Home » Nigeria’s inflation rate rises to 18.60%

Nigeria’s inflation rate rises to 18.60%

by Our Reporter

 

Nigeria’s inflation rate recorded a seventh consecutive monthly rise to 18.6 percent in June, representing a 0.9 percent point rise from the 17.71 percent it was in May 2022.

This is the highest since January 2017.

The National Bureau of Statistics (NBS) said this in its consumer price index (CPI) report for June 2022, released on Friday.

In his sharp reaction to the persistent rise in inflation rate in the country, the founder/Chief Executive Officer (CEO), Centre for the Promotion of Private Enterprise (CPPE), Dr.

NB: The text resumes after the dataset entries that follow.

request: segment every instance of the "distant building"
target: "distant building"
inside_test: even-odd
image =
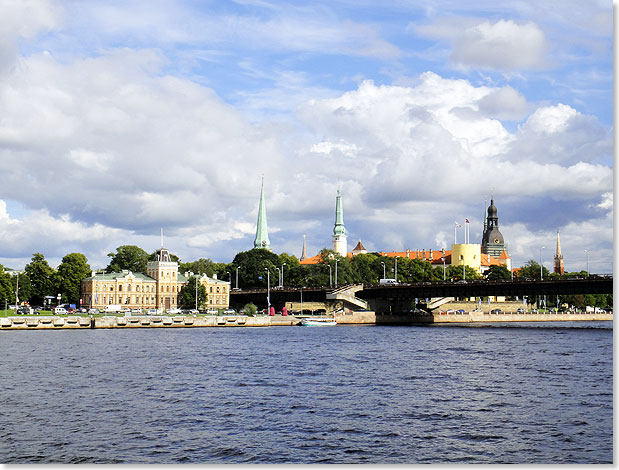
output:
[[[361,240],[359,240],[359,243],[357,243],[357,245],[355,245],[355,247],[352,249],[353,256],[365,254],[367,252],[368,250],[365,249],[363,243],[361,243]]]
[[[563,266],[563,255],[561,254],[561,240],[559,240],[559,231],[557,230],[557,251],[555,252],[555,273],[564,274],[565,267]]]
[[[307,259],[307,248],[305,247],[305,235],[303,235],[303,250],[301,251],[301,257],[299,258],[299,261],[303,261],[304,259]]]
[[[484,233],[481,238],[481,252],[495,258],[505,251],[505,240],[499,231],[499,217],[494,205],[494,198],[490,199],[488,217],[484,221]]]
[[[178,294],[187,284],[190,273],[178,273],[178,263],[172,261],[165,248],[157,250],[154,261],[148,262],[148,275],[123,270],[117,273],[92,273],[81,282],[84,307],[105,308],[121,305],[129,309],[178,308]],[[199,282],[206,288],[209,308],[228,308],[230,283],[203,275]]]

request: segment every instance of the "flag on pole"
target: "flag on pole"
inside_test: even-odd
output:
[[[456,224],[456,227],[458,228],[462,227],[462,225],[460,225],[458,222],[455,222],[455,224]]]
[[[469,219],[464,219],[467,224],[470,224]]]

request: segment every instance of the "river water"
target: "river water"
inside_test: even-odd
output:
[[[3,463],[612,463],[612,322],[0,332]]]

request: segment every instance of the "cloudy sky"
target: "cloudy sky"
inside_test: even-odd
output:
[[[605,0],[0,0],[0,263],[481,240],[613,269]],[[456,232],[464,240],[463,229]],[[544,247],[543,249],[541,249]],[[540,251],[541,250],[541,251]],[[587,253],[585,253],[587,250]]]

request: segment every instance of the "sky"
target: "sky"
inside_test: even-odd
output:
[[[613,271],[613,4],[0,0],[0,263],[481,243]]]

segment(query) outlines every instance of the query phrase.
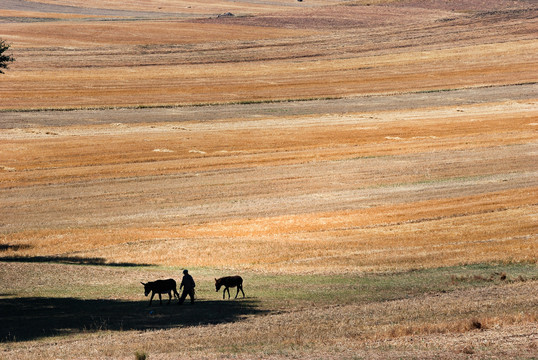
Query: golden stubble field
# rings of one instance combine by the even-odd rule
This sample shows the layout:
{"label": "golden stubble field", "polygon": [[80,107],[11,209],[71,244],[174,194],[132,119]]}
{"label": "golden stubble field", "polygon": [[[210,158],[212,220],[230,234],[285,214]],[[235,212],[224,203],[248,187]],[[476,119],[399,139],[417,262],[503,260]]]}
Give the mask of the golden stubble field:
{"label": "golden stubble field", "polygon": [[5,241],[285,272],[532,261],[534,107],[5,130]]}
{"label": "golden stubble field", "polygon": [[257,16],[217,17],[209,5],[197,18],[6,16],[15,20],[0,23],[0,35],[17,62],[0,83],[0,108],[310,99],[536,81],[536,10],[521,9],[525,2],[471,14],[273,4],[273,13]]}
{"label": "golden stubble field", "polygon": [[0,357],[536,356],[537,10],[368,3],[0,5]]}

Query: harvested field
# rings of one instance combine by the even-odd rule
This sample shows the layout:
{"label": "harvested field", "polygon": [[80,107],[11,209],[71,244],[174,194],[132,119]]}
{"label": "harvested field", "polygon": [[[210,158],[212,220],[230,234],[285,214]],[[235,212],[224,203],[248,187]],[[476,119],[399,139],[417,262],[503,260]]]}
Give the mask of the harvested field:
{"label": "harvested field", "polygon": [[421,266],[527,261],[534,115],[521,101],[5,130],[4,231],[12,245],[40,243],[19,255],[143,252],[163,265],[395,270],[415,267],[419,248],[431,261]]}
{"label": "harvested field", "polygon": [[1,357],[536,356],[532,2],[85,4],[0,4]]}
{"label": "harvested field", "polygon": [[[312,12],[331,21],[312,20]],[[530,6],[478,15],[336,6],[272,17],[12,20],[0,23],[17,58],[0,83],[0,108],[311,99],[536,82],[536,13]]]}

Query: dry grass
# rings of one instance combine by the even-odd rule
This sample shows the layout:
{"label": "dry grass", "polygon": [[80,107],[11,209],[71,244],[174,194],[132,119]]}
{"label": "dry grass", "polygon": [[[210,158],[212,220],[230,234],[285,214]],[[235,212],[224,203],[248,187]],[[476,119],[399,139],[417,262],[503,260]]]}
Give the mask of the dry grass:
{"label": "dry grass", "polygon": [[[32,264],[26,264],[26,266],[35,267]],[[99,278],[94,276],[98,273],[103,275],[108,273],[102,278],[103,280],[108,279],[108,281],[120,277],[131,279],[135,275],[148,275],[148,270],[141,271],[140,269],[113,270],[83,267],[84,269],[78,270],[77,268],[81,267],[73,265],[45,264],[37,266],[41,266],[40,268],[43,270],[41,283],[45,285],[44,287],[54,286],[54,280],[48,277],[52,274],[49,272],[54,271],[53,268],[56,271],[62,267],[69,268],[69,273],[72,274],[66,273],[66,275],[68,275],[67,281],[72,289],[77,289],[76,281],[86,282],[91,286],[97,285]],[[18,265],[17,267],[24,269],[25,266]],[[520,271],[510,267],[508,269],[510,269],[508,271]],[[534,276],[536,276],[535,270]],[[449,273],[461,270],[446,269],[446,271]],[[153,272],[155,275],[166,273],[163,270]],[[204,270],[195,270],[194,273],[197,274],[197,279],[202,285],[200,289],[202,300],[196,305],[199,306],[198,311],[214,311],[210,310],[213,308],[209,307],[212,305],[208,305],[211,304],[209,299],[218,295],[213,295],[211,289],[203,286],[204,282],[210,280],[213,273]],[[338,296],[341,296],[338,292],[329,291],[335,298],[325,304],[318,298],[319,294],[310,291],[309,280],[305,281],[302,277],[297,277],[294,279],[297,283],[292,289],[286,290],[285,282],[276,282],[274,286],[291,298],[295,296],[296,299],[300,299],[302,295],[309,296],[298,302],[288,301],[285,305],[282,302],[275,302],[274,295],[264,289],[266,287],[262,284],[264,280],[256,280],[257,276],[254,275],[249,279],[249,287],[246,288],[246,291],[248,291],[250,299],[257,298],[261,301],[260,307],[270,310],[265,315],[253,313],[243,316],[241,321],[188,326],[181,319],[190,318],[193,313],[196,313],[194,307],[185,309],[155,307],[155,316],[167,315],[174,318],[177,323],[172,328],[166,326],[166,330],[136,331],[131,326],[138,326],[135,325],[137,323],[133,323],[130,315],[126,314],[123,325],[125,328],[118,332],[115,331],[117,319],[109,314],[112,310],[107,311],[101,305],[96,304],[99,311],[105,312],[98,314],[93,311],[95,318],[99,319],[101,316],[103,319],[108,319],[101,323],[102,329],[88,329],[89,331],[83,331],[82,335],[71,339],[53,338],[11,343],[4,350],[5,354],[9,354],[10,357],[21,359],[36,356],[45,359],[51,357],[66,358],[70,354],[77,354],[81,358],[113,357],[123,359],[132,356],[134,351],[143,351],[151,357],[158,358],[182,356],[192,359],[232,355],[238,358],[316,358],[319,356],[353,358],[352,354],[357,353],[367,357],[393,358],[401,357],[407,351],[412,351],[415,357],[439,354],[441,358],[445,358],[451,355],[458,356],[458,353],[468,353],[470,350],[481,356],[488,356],[488,351],[492,349],[496,353],[502,352],[508,356],[532,356],[533,348],[529,346],[532,344],[527,343],[525,346],[518,339],[532,339],[532,333],[536,330],[535,324],[538,316],[536,313],[538,301],[536,279],[526,282],[503,282],[495,286],[461,288],[448,293],[423,293],[427,291],[424,284],[429,284],[428,280],[439,280],[439,278],[432,277],[434,274],[435,272],[416,273],[417,278],[424,277],[422,280],[426,280],[417,285],[409,284],[408,282],[413,281],[414,277],[405,274],[378,275],[370,279],[333,279],[334,281],[344,281],[344,287],[355,282],[355,291],[348,293],[347,296],[369,290],[375,291],[368,289],[366,284],[375,287],[387,280],[399,283],[402,288],[407,286],[407,290],[411,289],[409,286],[417,286],[419,289],[416,289],[412,295],[401,294],[401,298],[392,301],[386,301],[383,298],[378,301],[362,298],[349,303],[338,299]],[[28,278],[31,279],[32,276]],[[86,280],[84,280],[85,278]],[[327,280],[329,278],[325,279],[325,281]],[[442,284],[439,285],[442,286]],[[125,297],[135,290],[135,288],[124,288],[119,294],[121,296],[123,293],[122,296]],[[386,294],[390,294],[390,292]],[[85,296],[91,298],[93,295],[86,291]],[[136,298],[132,295],[127,296]],[[52,299],[50,301],[52,303]],[[249,304],[248,301],[232,303],[242,303],[245,309]],[[222,302],[220,306],[226,307],[232,303]],[[108,306],[114,308],[124,305],[118,303]],[[275,308],[275,306],[279,307]],[[135,304],[130,310],[138,311],[142,322],[149,322],[151,317],[144,315],[147,310],[141,310],[142,307],[142,304]],[[86,315],[88,311],[91,310],[84,308],[81,312]],[[179,317],[177,317],[178,315]],[[108,316],[110,318],[107,318]],[[205,316],[207,315],[201,315],[198,312],[199,321],[205,321]],[[60,322],[61,320],[53,321]],[[95,330],[101,331],[95,333]],[[518,335],[506,337],[506,332]],[[440,334],[441,337],[439,337]],[[502,336],[505,337],[502,342],[495,342],[495,338]],[[178,339],[189,339],[189,341],[178,343]],[[443,344],[445,339],[450,339],[450,346],[448,343]],[[413,341],[416,341],[415,346],[409,349],[410,342]],[[482,345],[469,345],[477,344],[477,342]],[[59,347],[58,344],[61,346]],[[388,345],[390,348],[386,348]],[[440,350],[441,348],[444,349]]]}
{"label": "dry grass", "polygon": [[521,102],[5,131],[5,255],[284,272],[532,262],[534,121]]}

Muda Yusuf said as one of the major drivers of inflation is high energy costs, saying that the government should as a matter of urgency suspend all forms of taxes and levies on the importation of petroleum products to give a respite on the spiking energy cost.

The figure released by the NBS for June this year is also 0.84 percent points higher compared to June 2021, which is 17.75 percent.

According to the report, increases were recorded in all classifications of individual consumption according to purpose (COICOP) divisions that yielded the headline index.

“On a month-on-month basis, the headline inflation rate increased to 1.82 percent in June 2022, this is 0.03 percent higher than the rate recorded in May 2022 (1.78 percent),” the report reads.

“The percentage change in the average composite CPI for the 12 months ending June 2022 over the average of the CPI for the previous 12 months period is 16.54 percent, showing a 0.62 percent increase compared to 15.93 percent recorded in June 2021.”

The report added that food inflation rose to 20.60 percent in June 2022 on a year-on-year basis but the rate of changes in average price level declined by 1.23 percent when compared to 21.83 percent in June 2021.

The report further explained that the rate of changes in food prices compared to the same period last year was higher due to higher food prices volatility caused by COVID-19.

“This rise in the food index was caused by increases in prices of bread and cereals, food products n.e.c, Potatoes, yam, and other tubers, meat, fish, oil and fat, and wine,” it added.

“On a month-on-month basis, the food sub-index increased to 2.05 percent in June 2022, up by 0.03 percent from 2.01 percent recorded in May 2022.”

In analysing price movements for states, the report said Bauchi and Kogi states were the highest.

“In June 2022, all items inflation on a year-on-year basis was highest in Bauchi (21.99 percent), Kogi (21.37 percent), Ebonyi (20.73 percent) while Adamawa (16.14 percent), Sokoto (16.31 percent) and Jigawa (16.37 percent) recorded the slowest rise in headline year-on-year inflation,” it said.

Yusuf said for the basket of goods consumed by most households, prices have jumped by between 30-100 percent over the past one year.

“The same is true of businesses. The spiraling inflation dynamics demands an urgent policy response at the highest level of government,” he said, adding that the impact on citizens’ welfare is inestimable.

“Pressure of spiking inflation on household budgets has been excruciating and unbearable.”

He said, “Purchasing power has been massively eroded, real incomes have been depressed, and the poverty incidence has consequently worsened. The effect on SMEs is troubling.”